If there is no other sentence or idea that you and your school ever take away from reading my blog, hopefully that last one will stick.
Everything we build requires solid foundations, and, in the early stages of ANY strategy session, from five-year plans on down, if the group fails to generate a truly expansive set of options, then the entire process will be weak and flawed. Yet this is the process that almost all schools have used for their “strategic” work in the past.
How might we do better?
Start with asking questions, not making statements. Think of all the strategy meetings you have ever been in and those lead-off brainstorming sessions. I have been in many. Metaphorically, here is how they go:
- A teacher says “Reduce class size.”
- A parent says “Improve how we evaluate teachers.”
- The business officer says “Reduce expenses over the next five years.”
- A parent says “Teach each child as an individual.”
- A student says “Offer more electives.”
Some in the room will offer ideas from outside of their own silo of interest, but the collective grab bag of statements is almost all based on past experience. They are ideas about how to do what we have done in the past, only better. Your organization has just killed most chances for true innovation.
Instead, have the group ask questions that promote truly expansive thinking. As Bo Adams and I will make clear in our upcoming NAIS 2014 presentation “Mutation, Innovation, Transformation”, questions come in three flavors, and they are NOT all equal:
- Questions from within the frame: Who? What? Where? and When?
- Questions that inform the frame: Why?
- Questions that expand the frame: What if…? How might we…?
In order to TRULY brainstorm, we need to start with, or at least include, questions that help push us outside the frame of our past experience. By focusing on questions that expand the entire frame, we go from “how do we do what we did in the past, but better”, to “how might we innovate to take advantage of future opportunities?”
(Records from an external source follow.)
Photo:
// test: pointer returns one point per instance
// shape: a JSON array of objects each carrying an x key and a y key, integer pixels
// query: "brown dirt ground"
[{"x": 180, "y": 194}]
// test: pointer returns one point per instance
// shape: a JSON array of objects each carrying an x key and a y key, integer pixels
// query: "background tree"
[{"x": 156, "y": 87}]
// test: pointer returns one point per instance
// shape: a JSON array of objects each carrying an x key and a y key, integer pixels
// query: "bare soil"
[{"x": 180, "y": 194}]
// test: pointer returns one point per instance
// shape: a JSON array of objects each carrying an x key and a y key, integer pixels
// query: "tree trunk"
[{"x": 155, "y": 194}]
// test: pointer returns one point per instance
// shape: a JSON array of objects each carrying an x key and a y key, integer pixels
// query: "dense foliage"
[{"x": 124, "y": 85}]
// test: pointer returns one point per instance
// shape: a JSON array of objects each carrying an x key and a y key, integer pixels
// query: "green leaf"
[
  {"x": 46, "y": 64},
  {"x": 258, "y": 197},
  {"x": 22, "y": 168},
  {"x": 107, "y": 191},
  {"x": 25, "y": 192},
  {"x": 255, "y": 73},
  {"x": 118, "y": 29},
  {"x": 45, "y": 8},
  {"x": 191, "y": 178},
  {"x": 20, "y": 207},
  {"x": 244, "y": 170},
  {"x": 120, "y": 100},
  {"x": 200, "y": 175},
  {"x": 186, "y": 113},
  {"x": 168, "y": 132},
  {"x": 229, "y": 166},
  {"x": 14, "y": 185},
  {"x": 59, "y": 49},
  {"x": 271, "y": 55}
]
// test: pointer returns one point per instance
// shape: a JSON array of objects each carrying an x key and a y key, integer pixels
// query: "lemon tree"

In my work with school teams I start by asking “What if… questions that would fundamentally break, discard, or change something at your school.” Many of the thousands of questions we have gathered so far are quirky, wild, and unrealistic. Many more are unorthodox but profoundly possible. By acclimation of the participants who have generated these thousands of ideas, most have never been asked by the leadership teams in their recent, traditional strategic planning sessions. That should really scare you. The only logical conclusion is that most schools have built their strategy around plans that limit, rather than promote, innovation.